Seltzer is what Americans call carbonated water, so it works there.
As my best friend said, who also tried hard seltzer for the first time this week and opted for the Brewdog version: ‘I’m not completely sold on the health conscious marketing. At the end of the day, it’s still a can of vodka and flavourings.’
Laura Christen, from Kantar, adds: ‘Hard seltzers tick boxes when it comes to fewer calories and a lower ABV, and may find traction among younger shoppers looking for healthier options.
‘Almost three quarters of shoppers told us that they are trying to lead a healthy lifestyle, but the proof will be in what products they choose.
‘People have been treating themselves to little luxuries during lockdown and it’s a habit that we often see consumers adopting during an economic recession.
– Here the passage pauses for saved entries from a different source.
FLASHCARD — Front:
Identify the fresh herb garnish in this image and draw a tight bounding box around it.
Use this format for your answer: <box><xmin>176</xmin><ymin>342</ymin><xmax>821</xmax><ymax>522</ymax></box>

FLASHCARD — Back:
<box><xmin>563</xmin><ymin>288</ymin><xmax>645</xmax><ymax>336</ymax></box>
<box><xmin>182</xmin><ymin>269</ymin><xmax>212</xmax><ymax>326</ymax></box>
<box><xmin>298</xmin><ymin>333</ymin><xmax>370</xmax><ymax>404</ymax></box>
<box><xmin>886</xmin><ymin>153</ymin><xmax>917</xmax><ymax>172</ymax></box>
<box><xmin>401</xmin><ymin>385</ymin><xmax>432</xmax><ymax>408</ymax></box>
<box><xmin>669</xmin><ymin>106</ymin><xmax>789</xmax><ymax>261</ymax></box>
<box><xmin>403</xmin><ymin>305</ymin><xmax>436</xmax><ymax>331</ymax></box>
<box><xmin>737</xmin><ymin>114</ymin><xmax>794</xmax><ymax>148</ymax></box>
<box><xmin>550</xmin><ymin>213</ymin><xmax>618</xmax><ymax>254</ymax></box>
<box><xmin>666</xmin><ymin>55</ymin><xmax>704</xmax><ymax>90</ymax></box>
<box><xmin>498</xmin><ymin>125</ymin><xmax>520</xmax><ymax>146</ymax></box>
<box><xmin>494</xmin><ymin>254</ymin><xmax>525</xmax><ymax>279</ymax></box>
‘The question is whether this will create tension for clean living aspirations or whether hard seltzers could be the perfect balance of moderation and indulgence that shoppers are seeking.’
Would I buy again?
I’m not sold. Hard seltzers are quite unusual in the fact that it’s difficult to tell you’re drinking alcohol, which can potentially make them quite dangerous.
I am also wary to label them a healthier alternative to any other alcoholic beverage. Yes, it may contain fewer calories and sugar, but it still has a relatively large hit of alcohol.
I’d also say that buying sparkling water, which is quite inexpensive anyway, and then mixing say with a light touch of vodka and squeeze of real lime is probably better than this pre-mixed stuff in a can.
That aside, they are quite refreshing – more of a summer drink than a winter one.
And people like the convenience of canned drinks. Especially to take to a party (when they are allowed again), or a picnic or the beach.
My friend isn’t a spirits kind of guy. He is more of an ale drinker. I even dragged him along to Adnams recently to try zero per cent beers, as brewing is a passion of his.
However, he has been won over. He disliked one of the Brewdog flavours, but liked the other two. He said: ‘I actually think they’re quite delicious.
‘I would definitely try them again. Definitely don’t feel as bloated or fat after drinking them compared to beer. They are refreshing and the cactus and lime is like a light alcoholic Sprite.’
And he is into his fitness. It actually would have been the perfect cold drink after hiking up Mount Washington.
But it’s hardly a game-chaning trend. It’s fizzy water with some spirits and flavourings injected into it. Cans of pre-mixed gin and tonic, and the like, have been around for a while, and are hugely popular.
I’m not sure how hard seltzer will grab that audience. Maybe a younger demographic will be won over by the strange name and the product’s popularity in the US.